Su disposizione del Comando Provinciale dell'Arma di Avellino dal 26 giugno scorso è stato ordinato in quell’area l’impiego di rinforzi. Sarà impiegato il 'Dispositivo Interno di Supporto'

Nel Vallo di Lauro e nel Baianese i Carabinieri del Comando provinciale di Avellino hanno disposto un potenziamento di pattuglie e agenti. La decisione è seguita a una serie di fenomeni cremosi che negli ultimi giorni hanno destato allarme e preoccupazione tra i residenti, in particolare l’attentato dinamitardo che si è verificato a Bosagro di Quindici con l’esplosione di una bomba carta. Si punta a garantire l’ordine e della sicurezza pubblica con misure preventive dirette a contenere un’eventuale escalation. Una maggiore presenza dell’Arma sul territorio, “la pianificazione di mirati servizi, mediante l’impiego di personale di supporto” dovrebbe fare da deterrente rispetto al rischio di nuovi episodi delittuosi. “In tale contesto, su disposizione del Comando Provinciale dei Carabinieri di Avellino, dal 26 giugno è stato ordinato in quell’area l’impiego di unità D.I.S., il  Dispositivo Interno di Supporto”, si legge in una nota diffusa dall’Arma.
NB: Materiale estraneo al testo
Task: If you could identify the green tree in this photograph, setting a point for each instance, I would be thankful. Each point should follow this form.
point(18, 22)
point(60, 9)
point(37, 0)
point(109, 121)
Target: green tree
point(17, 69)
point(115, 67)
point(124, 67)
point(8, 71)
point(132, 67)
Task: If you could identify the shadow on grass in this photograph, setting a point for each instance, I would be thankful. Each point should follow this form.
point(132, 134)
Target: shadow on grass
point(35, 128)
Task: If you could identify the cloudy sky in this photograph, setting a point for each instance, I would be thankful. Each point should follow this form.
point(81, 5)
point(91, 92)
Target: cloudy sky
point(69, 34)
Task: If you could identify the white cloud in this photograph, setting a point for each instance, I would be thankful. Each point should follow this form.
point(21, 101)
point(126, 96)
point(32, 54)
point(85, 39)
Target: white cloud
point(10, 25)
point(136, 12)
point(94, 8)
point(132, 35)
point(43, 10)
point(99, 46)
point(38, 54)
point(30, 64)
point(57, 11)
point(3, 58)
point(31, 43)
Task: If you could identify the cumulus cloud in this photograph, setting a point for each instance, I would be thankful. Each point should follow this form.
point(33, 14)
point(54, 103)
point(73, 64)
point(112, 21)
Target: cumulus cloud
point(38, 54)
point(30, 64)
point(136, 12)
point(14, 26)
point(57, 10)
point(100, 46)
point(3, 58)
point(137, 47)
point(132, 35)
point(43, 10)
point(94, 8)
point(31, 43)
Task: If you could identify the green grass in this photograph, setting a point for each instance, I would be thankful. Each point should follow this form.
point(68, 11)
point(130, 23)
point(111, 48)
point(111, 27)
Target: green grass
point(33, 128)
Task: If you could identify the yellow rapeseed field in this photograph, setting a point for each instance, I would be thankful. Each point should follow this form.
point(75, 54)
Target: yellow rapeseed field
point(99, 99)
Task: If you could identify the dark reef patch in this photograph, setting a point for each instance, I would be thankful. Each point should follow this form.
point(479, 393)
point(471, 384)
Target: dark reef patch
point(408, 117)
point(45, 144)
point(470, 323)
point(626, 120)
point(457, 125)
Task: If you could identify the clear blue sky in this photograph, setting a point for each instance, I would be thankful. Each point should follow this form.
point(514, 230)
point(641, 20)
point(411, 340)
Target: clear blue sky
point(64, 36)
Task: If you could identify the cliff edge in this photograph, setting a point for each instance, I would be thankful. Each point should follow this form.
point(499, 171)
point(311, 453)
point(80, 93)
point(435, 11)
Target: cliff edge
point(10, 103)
Carabinieri del DIS in azione nel Vallo di Lauro e nel Mandamento

“Tale dispositivo, costituito da alcune decine di militari, è destinato a realizzare pattuglie automontate, impiegate nell’arco delle 24 ore, in rinforzo ai servizi quotidianamente disposti dal Comando Compagnia Carabinieri di Baiano ed in particolare dalle Stazioni Carabinieri di Quindici e Lauro”. Obiettivo dell’iniziativa, “fornire un immediato e rapido sostegno in favore di reparti che abbiano la necessità di realizzare uno maggiore e massivo controllo del territorio, in occasione di improvvise e non permanenti recrudescenze di reati, al fine di contrastare in maniera più massiva la criminalità di ogni genere”.

Pattugliamenti nel Vallo di Lauro e nel Mandamento

L’operazione in corso si affianca alle normali attività di presidio e controllo territoriale. “Il Dispositivo permarrà nel Vallo di Lauro per almeno due settimane e sarà impiegato in attività di vigilanza dinamica h24, nei luoghi ritenuti sensibili, con effettuazione di posti di controllo e posti di blocco, integrati da perquisizioni veicolari, personali e domiciliari per la ricerca, in particolare, di armi munizioni ed esplosivo”, fanno sapere dal Comando provinciale dei Carabinieri. Le unità D.I.S. saranno impiegate sia “per fronteggiare e ridurre i danni tipici di un attacco della criminalità”, ma anche e soprattutto per fornire “un tempestivo supporto andando ad integrare la struttura territoriale dell’Arma già esistente ed operante, irrobustendo il dispositivo di controllo, rappresentando un moltiplicatore di forze, a supporto dei dispositivi di sicurezza già approntati e garantiti dalle Stazioni e dalle Compagnie Carabinieri, per una maggiore sicurezza e vicinanza alla popolazione.